Despite the record-low resource replenishment, US shale players followed investor mandates for measured investment and financial discipline (see Fig.1), but this approach reduced capex and contributed to a tight market, which caused WTI to hit a 14-year high of $115/bl in June 2022.
The continued shift away from traditional energy investment has altered the three major components of a balanced energy equation: energy security; supply diversification; and lower-carbon production/technologies. Additionally, the uncertainty surrounding energy policy and carbon costs has increased pressure on all three components, causing concerns and ongoing issues.
ESG impact fading
The drive to abandon drilling for hydrocarbons lessened during H1 2023 as climate concerns and the ESG initiative lost momentum. Many US oil companies are getting back to the business of drilling and completing oil and gas assets. Investments by several major players are surging as companies shake off the notion that an energy transition can be achieved by quickly switching to green alternatives.
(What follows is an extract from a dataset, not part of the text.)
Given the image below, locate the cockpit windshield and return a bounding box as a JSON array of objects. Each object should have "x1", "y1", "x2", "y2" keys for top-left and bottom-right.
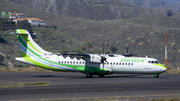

At the World Petroleum Congress, held in Calgary during the week of 18 September, Saudi Aramco CEO Amin Nasser said that “the IEA’s prediction that oil consumption will peak this decade and grow at a slower rate in the near term, as the energy transition gathers pace, has been proven to be unrealistic”, (see Fig.2, overleaf). “This notion is also wilting under scrutiny, because it is mostly being driven by policies rather than the proven combination of markets, competitive economics and technology. There is no quick fix for the energy transition,” Nasser concluded.
Another indication that the majors are moving back into fossil fuels is the consensus that lowering carbon emissions will require much more gas than previously stated. The US is forging ahead with new projects that will make it one of the world’s top LNG exporters. This momentum marks a turning point for gas, which the environmentalists thought would serve as a short-term bridge while developing “cleaner” alternatives and would be phased out in the near-future. But with the promise of renewables failing to materialise, the idea that gas demand will peak anytime soon has vanished.
“LNG sellers look around this market and feel pretty confident that gas demand will be with us for decades to come,” said Ben Cahill, senior fellow with the Center for Strategic and International Studies. Russia’s invasion of Ukraine, and the subsequent energy crisis and record-breaking price surge, has changed the long-term prospects for gas, he said.
OPEC cuts supply
Major consuming nations have criticised the Saudis and their allies for constricting supplies during a period of record demand, warning that a renewed inflationary spike would squeeze consumers and endanger the global recovery. Nonetheless, Riyadh said it could deepen current cutbacks if deemed necessary. OPEC output plunged in September to a two-year low, as the Saudis implemented a unilateral reduction of 1m b/d, while Russia also cut exports. As a result, global crude markets are forecast to have a supply shortfall of 1.2m b/d by year-end, as the cuts are causing serious concern about commodity availability.
The impact of the above factors is higher energy prices and improved cash flows for producers. The balance that companies strike between increasing investment and continuing capital discipline is a major factor. However, the US industry’s investment trajectory for the remainder of 2023 will likely be more focused on traditional hydrocarbons-based development, as renewables have proven to be a poor investment. Producers that had ventured into the lower-margin renewable power business are now rethinking those investments, due to lacklustre returns.
Macro US picture
The Baker Hughes rotary rig count stood at 772 during the week ending 6 January 2023. US drilling activity remained steady, averaging 758 rigs during the first four months of the year. The count started dropping during late April despite a relatively stable WTI price of approximately $72/bl. The rig count then steadily declined for the next four months, dropping to 631 during the week ending 1 September. The September tally is the lowest since 4 February 2022, when the count stood at 613.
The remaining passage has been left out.